Я обрисовал Гитлера таким, каким он являлся мне, и другим, и в этом образе проступает много привлекательных черт. Гитлер мог казаться человеком, многогранно одаренным и преданным своему делу. Однако чем дальше, тем больше я чувствовал, что все это лишь поверхностная характеристика, ибо созданный мной образ вступает в противоречие с тем, что я узнал на Нюрнбергском процессе.
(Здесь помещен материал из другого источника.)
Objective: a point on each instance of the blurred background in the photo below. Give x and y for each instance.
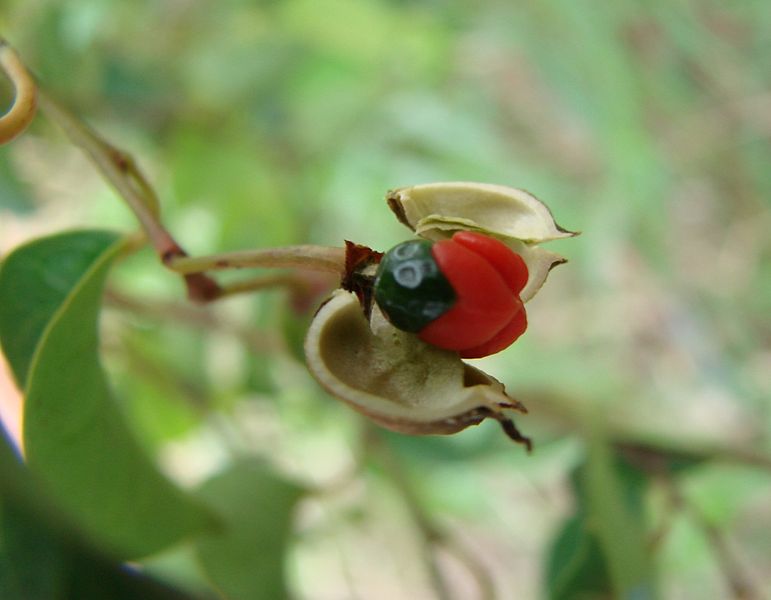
(645, 126)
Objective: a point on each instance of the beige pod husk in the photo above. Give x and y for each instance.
(435, 211)
(394, 378)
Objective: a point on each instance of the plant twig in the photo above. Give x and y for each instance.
(316, 258)
(122, 172)
(22, 111)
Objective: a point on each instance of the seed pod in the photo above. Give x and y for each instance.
(394, 378)
(476, 264)
(436, 211)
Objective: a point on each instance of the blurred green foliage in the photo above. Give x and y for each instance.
(646, 126)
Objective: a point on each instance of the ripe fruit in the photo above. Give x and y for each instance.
(459, 294)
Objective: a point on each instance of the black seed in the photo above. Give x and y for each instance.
(409, 287)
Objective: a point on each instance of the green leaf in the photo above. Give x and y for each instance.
(246, 560)
(576, 566)
(43, 558)
(14, 194)
(35, 280)
(614, 506)
(75, 435)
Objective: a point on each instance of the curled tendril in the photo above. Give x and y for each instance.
(24, 104)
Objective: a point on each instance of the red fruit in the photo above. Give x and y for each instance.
(487, 277)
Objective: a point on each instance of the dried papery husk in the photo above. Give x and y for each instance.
(393, 377)
(437, 210)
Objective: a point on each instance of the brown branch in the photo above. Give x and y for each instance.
(22, 111)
Я никогда не забуду рассказ об одной погибшей еврейской семье: муж, жена и дети, обреченные на смерть, стоят перед моими глазами по сей день. В Нюрнберге меня приговорили к двадцати годам тюремного заключения. Военный трибунал мог ошибиться в исторической оценке, но он попытался разделить вину между обвиняемыми. Наказание — хотя подобные наказания мало пригодны для оценки меры исторической ответственности — положило конец моему гражданскому существованию, однако именно то видение лишило прожитую мной жизнь смысла, и его воздействие оказалось продолжительнее приговора суда.
Часть первая
Любая автобиография — предприятие сомнительное, ибо исходит из предпосылки о наличии некоего стула, на который человек может сесть и обдумать свою жизнь, сравнить разные ее этапы, проследить за ее развитием и вникнуть в ее смысл. Каждый человек может и безусловно должен исследовать свою жизнь, но он не может увидеть себя даже в данный момент, не говоря уж о всем своем прошлом.
1. Происхождение и юность
Среди моих предков были и швабы, и бедные крестьяне из Вестервальда, и уроженцы Силезии и Вестфалии. Все они принадлежали к огромному количеству людей, живших тихо и незаметно. Но было одно исключение: наследный рейхсмаршал граф Фридрих Фердинанд фон Паппенхайм (1702–1793)[2]
, от которого моя незамужняя прародительница Хюмелин родила восьмерых сыновей, о чьем благополучии благородный отец, похоже, не слишком заботился.Три поколения спустя мой дед Герман Хоммель, сын бедного лесничего из Шварцвальда, стал к концу жизни единственным владельцем одной из крупнейших в Германии фирм, торговавших станками, и завода точных приборов. Несмотря на богатство, он жил скромно и хорошо обращался с подчиненными. Дед был трудолюбив и умел пробуждать в других желание работать без принуждения, однако, как типичный уроженец Шварцвальда, он мог в полном молчании часами сидеть на лесной скамье и предаваться размышлениям.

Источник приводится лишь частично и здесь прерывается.